Dave's vocals were less screechy than at their worst, but still carried the implied menace of a nicely tuned angle grinder creeping too close to one's extremities, the ideal clear vehicle for his lyrics and vision.

Speaking of 'down the aether', new guitarist (whose name escaped me, sorry) did a ripper job of channeling Angus' angular guitar. Angus, who is recuperating in the North, was remembered from on stage, as were your correspondents Anonymous, A Squared and even Jimmy Little (names decrypted of course).

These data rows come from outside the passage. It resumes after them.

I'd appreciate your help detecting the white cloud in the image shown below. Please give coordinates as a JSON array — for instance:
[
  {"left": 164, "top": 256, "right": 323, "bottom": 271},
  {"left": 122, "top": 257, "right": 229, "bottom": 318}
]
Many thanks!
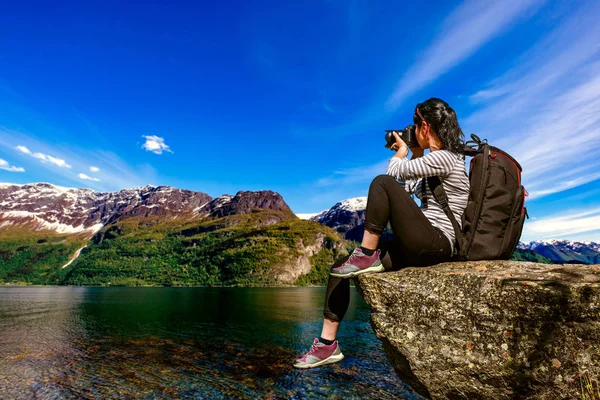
[
  {"left": 316, "top": 160, "right": 389, "bottom": 187},
  {"left": 461, "top": 2, "right": 600, "bottom": 200},
  {"left": 0, "top": 158, "right": 25, "bottom": 172},
  {"left": 16, "top": 145, "right": 71, "bottom": 168},
  {"left": 386, "top": 0, "right": 544, "bottom": 110},
  {"left": 142, "top": 135, "right": 173, "bottom": 154},
  {"left": 0, "top": 127, "right": 155, "bottom": 191},
  {"left": 17, "top": 146, "right": 31, "bottom": 154},
  {"left": 78, "top": 173, "right": 100, "bottom": 182},
  {"left": 33, "top": 153, "right": 71, "bottom": 168},
  {"left": 521, "top": 208, "right": 600, "bottom": 241}
]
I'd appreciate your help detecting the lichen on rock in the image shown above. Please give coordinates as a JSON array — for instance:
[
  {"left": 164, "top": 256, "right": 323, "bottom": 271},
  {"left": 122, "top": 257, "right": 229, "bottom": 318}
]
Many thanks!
[{"left": 357, "top": 261, "right": 600, "bottom": 399}]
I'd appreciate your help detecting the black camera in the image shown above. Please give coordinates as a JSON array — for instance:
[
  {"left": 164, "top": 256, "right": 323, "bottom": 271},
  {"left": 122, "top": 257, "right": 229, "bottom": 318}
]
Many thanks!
[{"left": 385, "top": 124, "right": 419, "bottom": 149}]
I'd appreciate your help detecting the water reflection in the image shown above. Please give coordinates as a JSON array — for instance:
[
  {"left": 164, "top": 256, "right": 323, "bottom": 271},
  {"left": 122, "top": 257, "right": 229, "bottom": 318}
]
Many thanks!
[{"left": 0, "top": 287, "right": 424, "bottom": 399}]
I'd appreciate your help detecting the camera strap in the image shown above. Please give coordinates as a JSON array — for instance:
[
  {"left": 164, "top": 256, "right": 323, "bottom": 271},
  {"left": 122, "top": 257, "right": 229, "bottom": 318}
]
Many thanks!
[{"left": 421, "top": 176, "right": 463, "bottom": 255}]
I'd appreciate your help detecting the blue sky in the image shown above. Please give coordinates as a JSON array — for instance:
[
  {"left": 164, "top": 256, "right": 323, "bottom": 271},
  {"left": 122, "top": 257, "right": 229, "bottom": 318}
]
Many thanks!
[{"left": 0, "top": 0, "right": 600, "bottom": 242}]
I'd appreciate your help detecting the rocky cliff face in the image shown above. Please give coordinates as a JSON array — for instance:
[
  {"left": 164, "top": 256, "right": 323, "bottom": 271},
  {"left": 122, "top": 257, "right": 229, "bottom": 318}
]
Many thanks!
[
  {"left": 358, "top": 261, "right": 600, "bottom": 400},
  {"left": 199, "top": 190, "right": 292, "bottom": 218},
  {"left": 0, "top": 183, "right": 291, "bottom": 237}
]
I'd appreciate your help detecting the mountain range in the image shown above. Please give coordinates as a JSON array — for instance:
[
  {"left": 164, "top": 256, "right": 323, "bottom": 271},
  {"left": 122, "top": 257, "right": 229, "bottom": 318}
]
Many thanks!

Ingrid's alternately delicate and urgent keyboards were just right, though memory had to add in some of the effects from the studio sound. The noise from the boys behind her seemed a bit distracting at times for her, though I reassured her later that the loudness actually made a lot of sense and worked (easy to say from off stage).

Can you tell I thought it was a truly great gig? Even Monday, which recovered from a classic punkoid dwarl in mid set (capped by DS' out of tune guitar just as the exploratory lines from Glebe deflated all drive and urgency) to finish if anything better at its best than Saturday. Enough to restore your faith in the whole damn thing, to give the early Tactics songs a setting where they all made musical and sonic sense (some for the first time), and to restate Tactics' claim to their place in the first rank of original Oz bands of that era (and this one too for that matter, because I'd rather listen to this stuff than most of the formulaic dross that seems to infest the live dives today.)

Will we hear its like again? There's some talk of Dave being able to make it back from London again next year - let's hope so.

— "CupTime CakeModulator".

(Part of both A History Of The Sky and Punk (and Later)).